Department of Preventive Medicine, Keck School of Medicine and Norris Comprehensive Cancer Center, University of Southern California, Los Angeles, California, United States of America.
PLoS Genet. 2013 Mar;9(3):e1003419. doi: 10.1371/journal.pgen.1003419. Epub 2013 Mar 28.
Rare variation in protein coding sequence is poorly captured by GWAS arrays and has been hypothesized to contribute to disease heritability. Using the Illumina HumanExome SNP array, we successfully genotyped 191,032 common and rare non-synonymous, splice site, or nonsense variants in a multiethnic sample of 2,984 breast cancer cases, 4,376 prostate cancer cases, and 7,545 controls. In breast cancer, the strongest associations included either SNPs in or gene burden scores for genes LDLRAD1, SLC19A1, FGFBP3, CASP5, MMAB, SLC16A6, and INS-IGF2. In prostate cancer, one of the most associated SNPs was in the gene GPRC6A (rs2274911, Pro91Ser, OR = 0.88, P = 1.3 × 10(-5)) near to a known risk locus for prostate cancer; other suggestive associations were noted in genes such as F13A1, ANXA4, MANSC1, and GP6. For both breast and prostate cancer, several of the most significant associations involving SNPs or gene burden scores (sum of minor alleles) were noted in genes previously reported to be associated with a cancer-related phenotype. However, only one of the associations (rs145889899 in LDLRAD1, p = 2.5 × 10(-7) only seen in African Americans) for overall breast or prostate cancer risk was statistically significant after correcting for multiple comparisons. In addition to breast and prostate cancer, other cancer-related traits were examined (body mass index, PSA level, and alcohol drinking) with a number of known and potentially novel associations described. In general, these findings do not support there being many protein coding variants of moderate to high risk for breast and prostate cancer with odds ratios over a range that is probably required for protein coding variation to play a truly outstanding role in risk heritability. Very large sample sizes will be required to better define the role of rare and less penetrant coding variation in prostate and breast cancer disease genetics.
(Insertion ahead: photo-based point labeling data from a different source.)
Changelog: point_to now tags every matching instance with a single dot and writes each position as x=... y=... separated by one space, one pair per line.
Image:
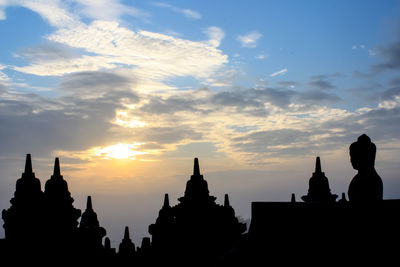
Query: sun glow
x=118 y=151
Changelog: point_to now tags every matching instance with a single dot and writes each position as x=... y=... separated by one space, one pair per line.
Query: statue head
x=362 y=153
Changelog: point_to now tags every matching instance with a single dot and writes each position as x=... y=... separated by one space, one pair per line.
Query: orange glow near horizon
x=118 y=151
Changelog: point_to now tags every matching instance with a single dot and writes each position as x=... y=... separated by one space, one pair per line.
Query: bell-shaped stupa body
x=24 y=219
x=196 y=188
x=195 y=228
x=126 y=247
x=319 y=190
x=91 y=233
x=367 y=185
x=62 y=216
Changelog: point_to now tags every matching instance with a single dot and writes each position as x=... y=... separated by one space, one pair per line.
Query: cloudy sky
x=127 y=93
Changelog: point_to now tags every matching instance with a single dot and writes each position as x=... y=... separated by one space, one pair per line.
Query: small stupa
x=319 y=190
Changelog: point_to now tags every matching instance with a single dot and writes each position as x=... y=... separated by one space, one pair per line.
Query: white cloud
x=154 y=55
x=260 y=56
x=186 y=12
x=215 y=35
x=281 y=72
x=53 y=11
x=108 y=9
x=249 y=40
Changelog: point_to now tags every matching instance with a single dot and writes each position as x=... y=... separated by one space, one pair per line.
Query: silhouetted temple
x=44 y=227
x=197 y=227
x=319 y=190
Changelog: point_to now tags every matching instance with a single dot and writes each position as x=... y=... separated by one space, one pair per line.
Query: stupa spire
x=28 y=164
x=89 y=203
x=196 y=168
x=57 y=172
x=166 y=201
x=318 y=165
x=226 y=201
x=126 y=233
x=318 y=190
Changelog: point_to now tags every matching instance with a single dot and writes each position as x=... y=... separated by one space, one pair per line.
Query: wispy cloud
x=250 y=39
x=156 y=56
x=215 y=35
x=108 y=9
x=281 y=72
x=186 y=12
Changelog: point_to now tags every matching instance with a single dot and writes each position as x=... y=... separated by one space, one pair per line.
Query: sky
x=127 y=93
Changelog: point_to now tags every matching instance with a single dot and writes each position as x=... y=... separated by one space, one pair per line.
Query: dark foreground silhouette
x=42 y=228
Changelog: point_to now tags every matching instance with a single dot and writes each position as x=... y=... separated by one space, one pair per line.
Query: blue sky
x=126 y=93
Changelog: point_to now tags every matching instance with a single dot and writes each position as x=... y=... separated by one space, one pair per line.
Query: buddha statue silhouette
x=367 y=185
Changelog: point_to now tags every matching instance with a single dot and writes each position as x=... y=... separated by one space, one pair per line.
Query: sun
x=118 y=151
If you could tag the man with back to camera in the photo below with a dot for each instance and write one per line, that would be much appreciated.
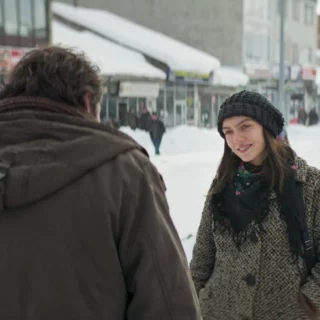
(85, 229)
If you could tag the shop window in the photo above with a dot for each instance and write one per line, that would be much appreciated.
(26, 26)
(295, 9)
(40, 19)
(11, 17)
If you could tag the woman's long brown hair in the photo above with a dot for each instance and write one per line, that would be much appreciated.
(276, 167)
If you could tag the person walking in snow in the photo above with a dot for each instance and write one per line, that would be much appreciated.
(145, 119)
(257, 251)
(283, 136)
(132, 119)
(157, 130)
(85, 228)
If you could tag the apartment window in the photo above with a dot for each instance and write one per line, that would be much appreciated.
(40, 19)
(26, 24)
(295, 53)
(11, 17)
(295, 9)
(310, 55)
(306, 14)
(312, 14)
(257, 47)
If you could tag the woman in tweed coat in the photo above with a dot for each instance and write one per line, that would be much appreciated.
(249, 259)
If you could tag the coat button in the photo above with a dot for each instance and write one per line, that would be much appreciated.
(253, 238)
(250, 279)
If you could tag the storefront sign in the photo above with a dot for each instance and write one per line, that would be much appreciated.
(190, 77)
(138, 89)
(309, 73)
(9, 57)
(16, 55)
(276, 72)
(258, 73)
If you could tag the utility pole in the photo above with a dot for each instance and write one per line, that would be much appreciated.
(282, 104)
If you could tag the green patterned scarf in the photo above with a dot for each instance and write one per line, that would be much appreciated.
(245, 177)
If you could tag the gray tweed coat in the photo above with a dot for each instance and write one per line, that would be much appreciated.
(260, 282)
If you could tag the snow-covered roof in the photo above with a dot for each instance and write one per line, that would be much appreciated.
(111, 58)
(175, 54)
(230, 77)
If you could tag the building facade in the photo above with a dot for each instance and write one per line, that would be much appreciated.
(214, 27)
(24, 24)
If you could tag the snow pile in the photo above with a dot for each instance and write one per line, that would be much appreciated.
(177, 55)
(112, 59)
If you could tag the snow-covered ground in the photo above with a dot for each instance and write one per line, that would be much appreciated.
(189, 160)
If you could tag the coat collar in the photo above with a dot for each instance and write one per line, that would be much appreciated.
(300, 172)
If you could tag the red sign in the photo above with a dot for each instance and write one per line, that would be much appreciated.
(4, 60)
(309, 73)
(16, 55)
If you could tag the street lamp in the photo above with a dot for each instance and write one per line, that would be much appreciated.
(282, 105)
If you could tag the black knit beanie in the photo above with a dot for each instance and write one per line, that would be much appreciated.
(255, 106)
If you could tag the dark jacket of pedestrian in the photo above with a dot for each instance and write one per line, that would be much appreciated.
(145, 120)
(157, 129)
(85, 228)
(132, 120)
(313, 117)
(248, 260)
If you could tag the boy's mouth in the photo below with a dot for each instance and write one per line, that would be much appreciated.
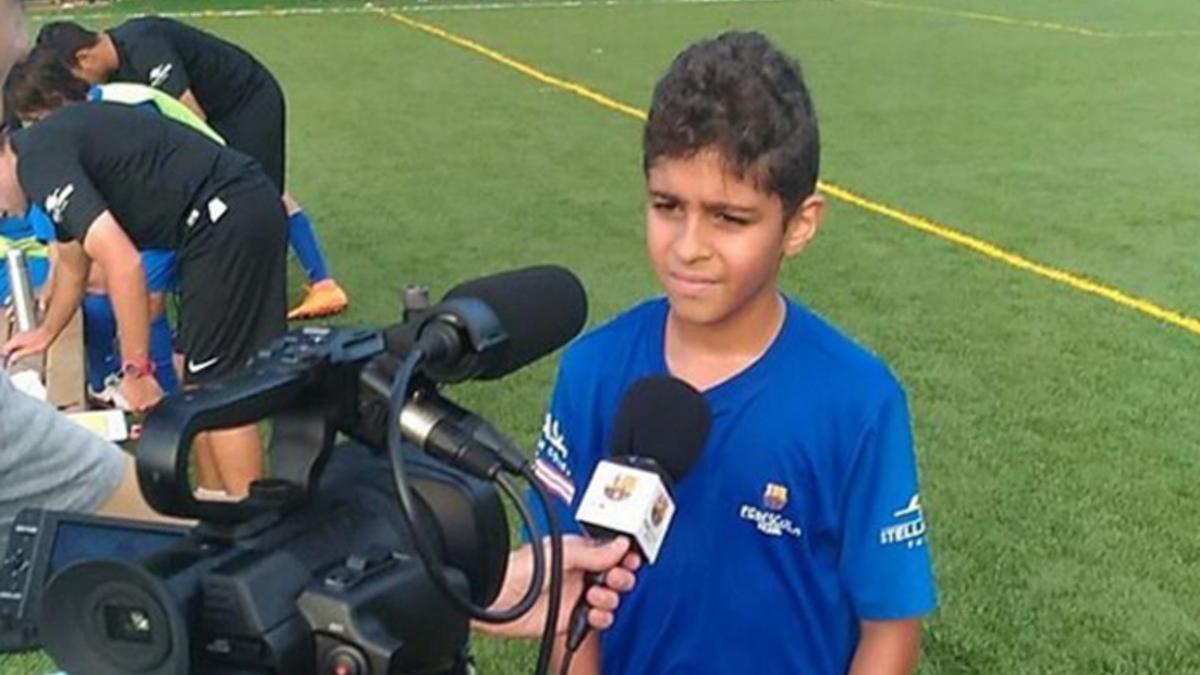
(690, 284)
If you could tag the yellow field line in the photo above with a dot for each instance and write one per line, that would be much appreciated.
(981, 246)
(991, 18)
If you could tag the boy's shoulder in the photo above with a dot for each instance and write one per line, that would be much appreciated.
(835, 363)
(619, 335)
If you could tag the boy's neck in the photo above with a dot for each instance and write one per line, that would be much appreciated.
(711, 353)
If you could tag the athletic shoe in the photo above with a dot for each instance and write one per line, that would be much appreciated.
(324, 298)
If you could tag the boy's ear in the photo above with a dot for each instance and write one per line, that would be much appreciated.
(803, 226)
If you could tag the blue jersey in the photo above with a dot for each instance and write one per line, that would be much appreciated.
(801, 518)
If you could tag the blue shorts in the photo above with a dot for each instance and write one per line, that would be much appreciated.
(160, 267)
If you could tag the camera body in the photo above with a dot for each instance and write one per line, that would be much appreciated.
(313, 572)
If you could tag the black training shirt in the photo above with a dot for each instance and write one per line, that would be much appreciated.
(174, 57)
(149, 171)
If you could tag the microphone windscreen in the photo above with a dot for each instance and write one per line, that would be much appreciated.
(665, 419)
(540, 308)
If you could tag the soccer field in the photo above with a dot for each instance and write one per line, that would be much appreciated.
(1013, 226)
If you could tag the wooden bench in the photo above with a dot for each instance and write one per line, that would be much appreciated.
(63, 365)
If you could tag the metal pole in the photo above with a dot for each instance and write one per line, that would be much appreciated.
(24, 309)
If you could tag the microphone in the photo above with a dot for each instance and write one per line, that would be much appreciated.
(487, 328)
(659, 432)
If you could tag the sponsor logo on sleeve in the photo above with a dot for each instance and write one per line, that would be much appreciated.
(57, 202)
(551, 463)
(910, 530)
(160, 73)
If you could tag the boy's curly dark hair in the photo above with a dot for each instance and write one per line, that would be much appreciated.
(745, 99)
(41, 83)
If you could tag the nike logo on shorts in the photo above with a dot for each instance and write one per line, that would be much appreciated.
(195, 368)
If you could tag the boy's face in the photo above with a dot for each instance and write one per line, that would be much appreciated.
(717, 240)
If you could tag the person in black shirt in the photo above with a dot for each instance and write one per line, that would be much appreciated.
(115, 179)
(223, 84)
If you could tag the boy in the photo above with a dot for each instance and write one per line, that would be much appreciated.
(40, 84)
(221, 83)
(115, 179)
(798, 543)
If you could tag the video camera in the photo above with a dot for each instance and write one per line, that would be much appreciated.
(365, 556)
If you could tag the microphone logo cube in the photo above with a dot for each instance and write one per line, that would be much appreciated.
(628, 501)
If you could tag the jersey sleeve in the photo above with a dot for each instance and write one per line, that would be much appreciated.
(57, 183)
(886, 566)
(160, 66)
(564, 455)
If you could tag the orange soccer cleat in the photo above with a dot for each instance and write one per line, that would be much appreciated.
(324, 298)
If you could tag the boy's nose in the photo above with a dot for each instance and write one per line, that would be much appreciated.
(693, 242)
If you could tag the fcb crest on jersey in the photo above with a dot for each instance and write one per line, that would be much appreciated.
(774, 496)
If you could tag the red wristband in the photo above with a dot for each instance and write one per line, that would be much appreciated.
(137, 368)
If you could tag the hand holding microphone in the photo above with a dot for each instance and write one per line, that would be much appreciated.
(658, 435)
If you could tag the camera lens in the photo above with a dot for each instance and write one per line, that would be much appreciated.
(346, 661)
(126, 623)
(111, 617)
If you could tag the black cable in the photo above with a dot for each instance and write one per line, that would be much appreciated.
(396, 400)
(567, 662)
(556, 568)
(539, 555)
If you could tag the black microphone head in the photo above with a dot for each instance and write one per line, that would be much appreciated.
(665, 419)
(540, 308)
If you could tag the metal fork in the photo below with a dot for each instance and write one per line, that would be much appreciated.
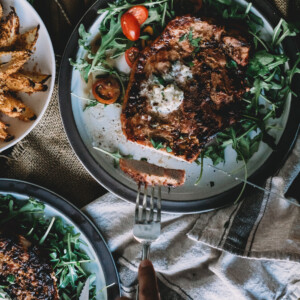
(147, 220)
蛋白质编码序列中的罕见变异在 GWAS 阵列中捕捉效果不佳,据推测其对疾病遗传率有一定影响。我们利用 Illumina HumanExome SNP 阵列,成功对 2984 例乳腺癌病例、4376 例前列腺癌病例和 7545 例对照的 191032 个常见和罕见非同义、剪接位点或无义变异进行了基因分型。在乳腺癌中,最强的关联包括 LDLRAD1、SLC19A1、FGFBP3、CASP5、MMAB、SLC16A6 和 INS-IGF2 基因中的 SNP 或基因负担评分。在前列腺癌中,最相关的 SNP 之一位于 GPRC6A 基因(rs2274911,Pro91Ser,OR=0.88,P=1.3×10(-5))附近,该 SNP 与前列腺癌的已知风险位点接近;还在 F13A1、ANXA4、MANSC1 和 GP6 等基因中发现了其他提示性关联。对于乳腺癌和前列腺癌,在与癌症相关表型相关的基因中,有几个涉及 SNP 或基因负担评分(次要等位基因的总和)的最显著关联。然而,在经过多重比较校正后,只有一个关联(rs145889899 在 LDLRAD1 中的关联,p=2.5×10(-7),仅在非裔美国人中观察到)对总体乳腺癌或前列腺癌风险具有统计学意义。除了乳腺癌和前列腺癌,还检查了其他与癌症相关的特征(体重指数、PSA 水平和饮酒),并描述了一些已知和潜在的新关联。一般来说,这些发现并不支持存在许多具有中度至高度风险的蛋白质编码变异,其优势比在蛋白质编码变异发挥真正突出作用所需的范围内。需要非常大的样本量才能更好地确定罕见和低外显率编码变异在前列腺癌和乳腺癌疾病遗传学中的作用。